Have you ever made these comments to yourself? “Nothing ever goes my way.” “Nothing ever works out for me.” “It’s not fair.” “This isn’t supposed to be happening to me.” Real or imagined, these feelings hurt and can lead to the worry and doubt mentioned earlier. Is there nothing we can do about our situation? Is there no one who can help us? Yes, there is a shield and “lifter up of the head” who demonstrates His strength to protect just as powerfully as he did in the days of king David.

The last nine verses of the eighth chapter of Romans go hand in hand with the message of God’s protection in the third Psalm. Together these verses form a beautiful segment of inspired Scripture that remind us of the amazing ability of our God to provide the strength we need in times of trouble.

In the context, Paul is writing in regard to suffering being experienced by Christians in Rome.
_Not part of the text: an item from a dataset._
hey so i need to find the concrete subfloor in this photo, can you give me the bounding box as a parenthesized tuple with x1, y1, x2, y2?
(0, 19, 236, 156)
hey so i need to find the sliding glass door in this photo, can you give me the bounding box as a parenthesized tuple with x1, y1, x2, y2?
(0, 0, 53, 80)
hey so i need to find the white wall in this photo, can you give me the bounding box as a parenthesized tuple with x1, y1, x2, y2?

Romans 8:31 asks, “What shall we then say to these things? (the suffering, mg) If God be for us, who can be against us?” Immediately we see the power of God in these two simple questions. No matter how great the challenges of life may become, nothing can capture and enslave us if we are walking with God. None of life’s tribulations can rule our hearts when our hearts are shielded by the Lord.

Reading on, we find Paul reminding Christians of the extent to which God had gone to show his loving care. He had given His only begotten Son. This is called an argument from the greater to the lesser. Since God was willing to send Jesus to die for the sins of mankind, why should we think that He would not take care of and protect us on a daily basis?
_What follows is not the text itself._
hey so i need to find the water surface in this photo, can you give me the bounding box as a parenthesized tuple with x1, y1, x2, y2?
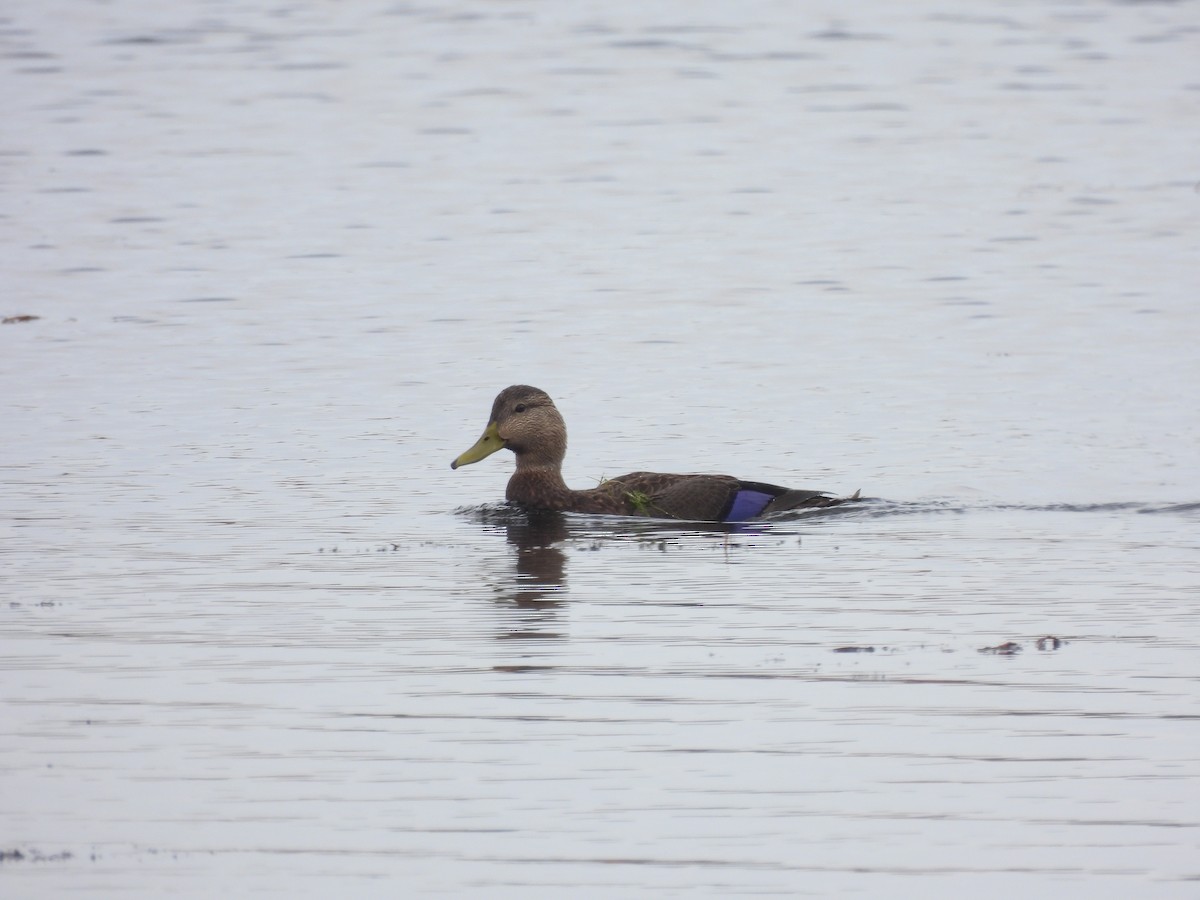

Then Paul comes to his magnificent conclusion. Read it, memorize it, internalize it and let these Divinely inspired words lead you through the dark valley of life’s challenges.

Who shall separate us from the love of Christ? shall tribulation, or distress, or persecution, or famine, or nakedness, or peril, or sword? As it is written, For thy sake we are killed all the day long; we are accounted as sheep for the slaughter. Nay, in all these things we are more than conquerors through him that loved us. For I am persuaded, that neither death, nor life, nor angels, nor principalities, nor powers, nor things present, nor things to come, Nor height, nor depth, nor any other creature, shall be able to separate us from the love of God, which is in Christ Jesus our Lord. (Romans 8:35-39).

Satan would have us believe that there is no help in God. He would raise tens of thousands of doubts and distresses in our minds. God is our strength and protection against the fiery darts of the devil (Ephesians 6:16). Like David, we too can say in our trials, “the Lord sustained (supported, mg) me.”